FortiOS can already assign users/addresses dynamically using the Radius SSO feature, but it cannot do this based on BGP (extended) communities at this time.

 

The current suggestion from Fortinet is to use an "external connector", which can analyze BGP community strings and create address lists. The connector then provides the list of addresses to the FortiGate (API/CLI).

 

Has anyone tried using BGP attributes to selectively assign firewall rules/policies? If yes, how did you achieve this?

 

Edit: If you also want this as a feature in FortiOS, give this post a thumbs-ups.

2 REPLIES 2
ugale11
New Contributor

Would that work? Using a seperate prefix list for local subnets and then the WAN_IN to deny the default route from other DCs into the other DCs. We are running BGP on some links between DC so I was wary about accepting all routes from each DC as the P2P should be better performing.

https://xender.vip/
RDaemen

I see no reason why you wouldn't be able to use the same method to control traffic from WAN as well, either using the same community string or using an additional one.
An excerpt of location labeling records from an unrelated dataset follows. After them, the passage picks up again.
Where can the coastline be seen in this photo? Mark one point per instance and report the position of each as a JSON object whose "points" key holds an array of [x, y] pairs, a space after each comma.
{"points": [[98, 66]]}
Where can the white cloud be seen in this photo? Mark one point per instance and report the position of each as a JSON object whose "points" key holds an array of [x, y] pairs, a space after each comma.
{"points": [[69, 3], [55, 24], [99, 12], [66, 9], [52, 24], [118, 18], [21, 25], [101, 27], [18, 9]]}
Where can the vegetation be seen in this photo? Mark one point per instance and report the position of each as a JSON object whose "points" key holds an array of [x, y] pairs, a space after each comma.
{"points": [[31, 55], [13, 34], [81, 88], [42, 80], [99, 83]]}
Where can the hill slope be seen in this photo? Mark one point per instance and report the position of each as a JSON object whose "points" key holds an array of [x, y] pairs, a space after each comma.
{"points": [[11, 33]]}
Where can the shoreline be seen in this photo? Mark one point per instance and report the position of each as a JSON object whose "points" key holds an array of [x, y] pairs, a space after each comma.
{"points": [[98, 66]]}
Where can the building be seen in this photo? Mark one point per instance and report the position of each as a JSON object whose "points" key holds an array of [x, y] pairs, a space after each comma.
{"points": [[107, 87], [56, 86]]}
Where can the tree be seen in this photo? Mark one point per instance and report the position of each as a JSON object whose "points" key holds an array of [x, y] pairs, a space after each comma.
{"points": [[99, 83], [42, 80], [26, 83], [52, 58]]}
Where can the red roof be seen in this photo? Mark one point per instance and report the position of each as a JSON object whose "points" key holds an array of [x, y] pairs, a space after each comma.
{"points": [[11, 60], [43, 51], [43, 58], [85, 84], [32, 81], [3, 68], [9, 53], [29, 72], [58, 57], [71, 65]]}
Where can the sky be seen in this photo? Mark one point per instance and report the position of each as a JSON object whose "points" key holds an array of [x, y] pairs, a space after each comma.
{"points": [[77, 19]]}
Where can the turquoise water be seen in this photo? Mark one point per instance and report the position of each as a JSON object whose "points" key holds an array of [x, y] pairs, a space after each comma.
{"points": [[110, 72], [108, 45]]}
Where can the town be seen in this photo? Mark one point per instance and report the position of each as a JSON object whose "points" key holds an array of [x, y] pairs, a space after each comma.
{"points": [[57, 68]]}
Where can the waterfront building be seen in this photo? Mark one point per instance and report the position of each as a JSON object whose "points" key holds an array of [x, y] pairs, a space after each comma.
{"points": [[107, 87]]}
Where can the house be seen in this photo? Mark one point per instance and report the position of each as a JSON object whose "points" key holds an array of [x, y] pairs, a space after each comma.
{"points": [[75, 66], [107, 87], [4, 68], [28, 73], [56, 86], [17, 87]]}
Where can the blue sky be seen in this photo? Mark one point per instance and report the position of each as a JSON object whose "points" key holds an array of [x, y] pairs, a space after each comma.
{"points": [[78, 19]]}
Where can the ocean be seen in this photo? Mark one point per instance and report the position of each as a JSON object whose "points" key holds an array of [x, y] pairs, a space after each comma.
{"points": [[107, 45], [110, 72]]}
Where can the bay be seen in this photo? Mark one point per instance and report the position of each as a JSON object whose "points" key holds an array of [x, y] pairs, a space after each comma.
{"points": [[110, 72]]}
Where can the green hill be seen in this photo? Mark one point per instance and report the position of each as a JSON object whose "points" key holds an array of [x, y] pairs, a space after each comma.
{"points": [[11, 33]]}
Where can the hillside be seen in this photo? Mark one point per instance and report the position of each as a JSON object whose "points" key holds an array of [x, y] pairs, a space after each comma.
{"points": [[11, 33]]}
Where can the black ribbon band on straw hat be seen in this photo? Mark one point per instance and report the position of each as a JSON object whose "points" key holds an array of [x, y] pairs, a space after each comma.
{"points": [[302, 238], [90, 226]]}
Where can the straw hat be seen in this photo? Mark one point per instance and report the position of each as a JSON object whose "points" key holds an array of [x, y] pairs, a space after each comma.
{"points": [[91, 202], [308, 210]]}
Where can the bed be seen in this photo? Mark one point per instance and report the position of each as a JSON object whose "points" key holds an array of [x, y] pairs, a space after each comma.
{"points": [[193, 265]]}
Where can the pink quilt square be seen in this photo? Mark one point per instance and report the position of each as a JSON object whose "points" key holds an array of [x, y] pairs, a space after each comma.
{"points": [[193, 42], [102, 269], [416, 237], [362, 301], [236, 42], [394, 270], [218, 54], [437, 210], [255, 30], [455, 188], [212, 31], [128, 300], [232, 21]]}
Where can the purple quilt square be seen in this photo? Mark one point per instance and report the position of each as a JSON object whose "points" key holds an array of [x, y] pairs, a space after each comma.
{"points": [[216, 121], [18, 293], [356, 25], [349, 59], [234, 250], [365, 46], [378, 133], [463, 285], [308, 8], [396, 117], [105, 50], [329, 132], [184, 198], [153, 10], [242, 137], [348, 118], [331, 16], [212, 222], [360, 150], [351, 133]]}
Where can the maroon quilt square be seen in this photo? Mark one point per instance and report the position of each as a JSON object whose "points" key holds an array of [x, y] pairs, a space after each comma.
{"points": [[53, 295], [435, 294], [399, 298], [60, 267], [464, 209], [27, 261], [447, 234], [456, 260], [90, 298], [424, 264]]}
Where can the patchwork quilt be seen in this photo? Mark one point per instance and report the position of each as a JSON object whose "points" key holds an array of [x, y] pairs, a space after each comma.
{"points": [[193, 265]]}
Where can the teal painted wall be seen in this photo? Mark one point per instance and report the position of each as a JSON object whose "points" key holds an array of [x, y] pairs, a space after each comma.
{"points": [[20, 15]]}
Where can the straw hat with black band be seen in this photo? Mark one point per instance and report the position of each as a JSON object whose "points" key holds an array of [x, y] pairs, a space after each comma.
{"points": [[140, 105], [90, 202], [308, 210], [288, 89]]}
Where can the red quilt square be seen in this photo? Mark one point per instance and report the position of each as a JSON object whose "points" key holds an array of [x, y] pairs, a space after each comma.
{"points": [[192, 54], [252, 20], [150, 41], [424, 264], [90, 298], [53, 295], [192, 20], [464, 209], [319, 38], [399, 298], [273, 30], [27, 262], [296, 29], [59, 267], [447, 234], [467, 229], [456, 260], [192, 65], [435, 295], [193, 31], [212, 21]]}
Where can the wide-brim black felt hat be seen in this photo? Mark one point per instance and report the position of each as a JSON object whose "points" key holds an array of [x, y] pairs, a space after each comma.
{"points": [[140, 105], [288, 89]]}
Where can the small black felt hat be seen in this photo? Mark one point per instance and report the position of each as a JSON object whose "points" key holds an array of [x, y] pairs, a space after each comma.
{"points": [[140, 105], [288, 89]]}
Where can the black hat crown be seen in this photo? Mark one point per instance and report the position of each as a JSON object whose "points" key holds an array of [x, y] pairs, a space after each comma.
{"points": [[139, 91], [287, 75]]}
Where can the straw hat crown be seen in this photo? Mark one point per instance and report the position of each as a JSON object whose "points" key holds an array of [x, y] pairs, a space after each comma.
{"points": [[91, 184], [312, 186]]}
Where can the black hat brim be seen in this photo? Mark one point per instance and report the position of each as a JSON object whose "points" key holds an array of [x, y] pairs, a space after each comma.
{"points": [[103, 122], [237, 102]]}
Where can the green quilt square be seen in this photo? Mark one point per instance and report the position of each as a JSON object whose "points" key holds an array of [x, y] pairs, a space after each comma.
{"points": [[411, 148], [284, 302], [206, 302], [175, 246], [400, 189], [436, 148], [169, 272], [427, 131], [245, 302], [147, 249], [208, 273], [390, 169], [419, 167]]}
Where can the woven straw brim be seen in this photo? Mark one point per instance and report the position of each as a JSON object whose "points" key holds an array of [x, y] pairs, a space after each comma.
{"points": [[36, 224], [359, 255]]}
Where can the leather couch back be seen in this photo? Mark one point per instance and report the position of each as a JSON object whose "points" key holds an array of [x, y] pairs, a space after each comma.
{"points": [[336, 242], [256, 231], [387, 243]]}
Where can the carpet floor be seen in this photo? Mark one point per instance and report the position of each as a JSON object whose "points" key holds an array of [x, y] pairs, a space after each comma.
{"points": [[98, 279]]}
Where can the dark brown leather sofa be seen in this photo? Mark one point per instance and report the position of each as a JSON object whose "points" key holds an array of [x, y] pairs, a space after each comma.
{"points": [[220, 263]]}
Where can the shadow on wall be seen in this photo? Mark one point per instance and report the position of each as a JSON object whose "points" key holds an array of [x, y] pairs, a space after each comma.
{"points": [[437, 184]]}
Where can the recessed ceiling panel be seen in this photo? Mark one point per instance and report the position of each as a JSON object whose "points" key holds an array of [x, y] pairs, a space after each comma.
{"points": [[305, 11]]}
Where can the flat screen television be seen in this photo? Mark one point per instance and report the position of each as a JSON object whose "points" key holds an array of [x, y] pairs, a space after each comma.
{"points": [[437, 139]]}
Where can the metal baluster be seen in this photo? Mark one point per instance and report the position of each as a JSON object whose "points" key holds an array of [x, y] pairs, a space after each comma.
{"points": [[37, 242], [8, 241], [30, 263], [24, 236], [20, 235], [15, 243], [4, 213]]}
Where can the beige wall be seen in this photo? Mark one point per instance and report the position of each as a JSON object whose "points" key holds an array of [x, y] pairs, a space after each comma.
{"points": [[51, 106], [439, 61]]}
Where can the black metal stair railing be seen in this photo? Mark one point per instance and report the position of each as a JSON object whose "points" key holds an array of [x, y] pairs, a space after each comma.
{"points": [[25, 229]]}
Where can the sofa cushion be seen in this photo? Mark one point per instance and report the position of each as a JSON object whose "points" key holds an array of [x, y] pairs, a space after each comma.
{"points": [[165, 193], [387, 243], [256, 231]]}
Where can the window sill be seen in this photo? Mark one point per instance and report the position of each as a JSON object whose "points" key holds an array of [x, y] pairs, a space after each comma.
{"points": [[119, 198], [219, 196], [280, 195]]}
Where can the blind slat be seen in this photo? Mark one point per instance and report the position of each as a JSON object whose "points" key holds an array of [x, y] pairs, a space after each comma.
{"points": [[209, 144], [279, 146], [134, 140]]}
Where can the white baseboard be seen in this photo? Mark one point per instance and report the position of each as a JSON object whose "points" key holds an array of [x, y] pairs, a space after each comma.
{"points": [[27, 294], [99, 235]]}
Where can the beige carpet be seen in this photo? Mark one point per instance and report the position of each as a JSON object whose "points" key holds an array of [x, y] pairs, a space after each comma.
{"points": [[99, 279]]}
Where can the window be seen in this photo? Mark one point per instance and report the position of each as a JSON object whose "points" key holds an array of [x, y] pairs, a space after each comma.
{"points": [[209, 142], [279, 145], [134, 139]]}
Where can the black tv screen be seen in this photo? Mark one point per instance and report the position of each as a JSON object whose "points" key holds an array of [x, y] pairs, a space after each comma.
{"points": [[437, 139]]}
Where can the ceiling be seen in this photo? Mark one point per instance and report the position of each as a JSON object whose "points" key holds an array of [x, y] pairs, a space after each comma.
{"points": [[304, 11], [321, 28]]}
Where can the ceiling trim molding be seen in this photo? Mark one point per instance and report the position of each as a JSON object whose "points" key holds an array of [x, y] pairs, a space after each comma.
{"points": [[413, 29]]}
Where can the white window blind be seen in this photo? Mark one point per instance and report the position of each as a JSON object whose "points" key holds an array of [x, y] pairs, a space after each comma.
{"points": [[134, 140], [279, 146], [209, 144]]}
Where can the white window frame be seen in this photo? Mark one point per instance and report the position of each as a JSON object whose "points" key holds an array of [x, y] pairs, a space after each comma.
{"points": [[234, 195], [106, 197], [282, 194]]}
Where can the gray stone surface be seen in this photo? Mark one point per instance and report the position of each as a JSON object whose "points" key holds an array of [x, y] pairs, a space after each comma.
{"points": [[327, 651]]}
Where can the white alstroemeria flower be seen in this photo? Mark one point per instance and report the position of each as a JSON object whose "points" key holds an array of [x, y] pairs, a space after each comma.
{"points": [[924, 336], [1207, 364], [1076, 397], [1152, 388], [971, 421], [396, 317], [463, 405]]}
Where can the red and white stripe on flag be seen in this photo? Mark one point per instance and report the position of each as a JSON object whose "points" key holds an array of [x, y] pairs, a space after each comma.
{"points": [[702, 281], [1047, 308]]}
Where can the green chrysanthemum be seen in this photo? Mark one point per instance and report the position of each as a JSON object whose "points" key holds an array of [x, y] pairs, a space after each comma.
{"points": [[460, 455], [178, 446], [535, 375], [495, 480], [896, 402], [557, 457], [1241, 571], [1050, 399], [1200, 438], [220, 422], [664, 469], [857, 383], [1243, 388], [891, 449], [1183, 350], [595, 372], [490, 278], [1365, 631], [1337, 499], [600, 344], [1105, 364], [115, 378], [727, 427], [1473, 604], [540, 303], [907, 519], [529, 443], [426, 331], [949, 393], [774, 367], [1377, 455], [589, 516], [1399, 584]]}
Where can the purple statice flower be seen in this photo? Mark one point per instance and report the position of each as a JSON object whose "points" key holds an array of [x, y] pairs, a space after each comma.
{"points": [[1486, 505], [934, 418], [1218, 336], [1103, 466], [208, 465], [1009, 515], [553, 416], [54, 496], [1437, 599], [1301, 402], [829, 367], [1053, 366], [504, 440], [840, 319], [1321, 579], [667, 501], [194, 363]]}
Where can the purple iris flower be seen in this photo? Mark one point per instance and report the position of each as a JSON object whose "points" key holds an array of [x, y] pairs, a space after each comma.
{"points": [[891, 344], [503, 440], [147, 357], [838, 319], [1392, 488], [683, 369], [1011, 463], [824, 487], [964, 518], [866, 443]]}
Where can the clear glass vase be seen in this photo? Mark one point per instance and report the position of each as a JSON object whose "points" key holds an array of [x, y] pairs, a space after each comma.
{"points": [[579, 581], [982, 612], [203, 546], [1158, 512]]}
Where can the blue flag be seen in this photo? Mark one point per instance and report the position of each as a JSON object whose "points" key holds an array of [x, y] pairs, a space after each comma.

It might need a bit more thought if you are employing NAT with Virtual IP objects to provide Outside-to-Inside rules.

 

Rejecting, accepting or modifying routes (either the default or specific prefixes) from various locations is already possible in FortiGates - the route-map feature already allows matching on BGP attributes, such as community strings.

 

The benefit of being able to use community strings to dynamically create an object for use in firewall policies would be that it improves scalability of the network and make it much more dynamic, as you no longer need to define or update prefix-lists with new IP ranges (either manual or through automation). This is especially practical in global networks where the user/customer may be mobile and move from location to location.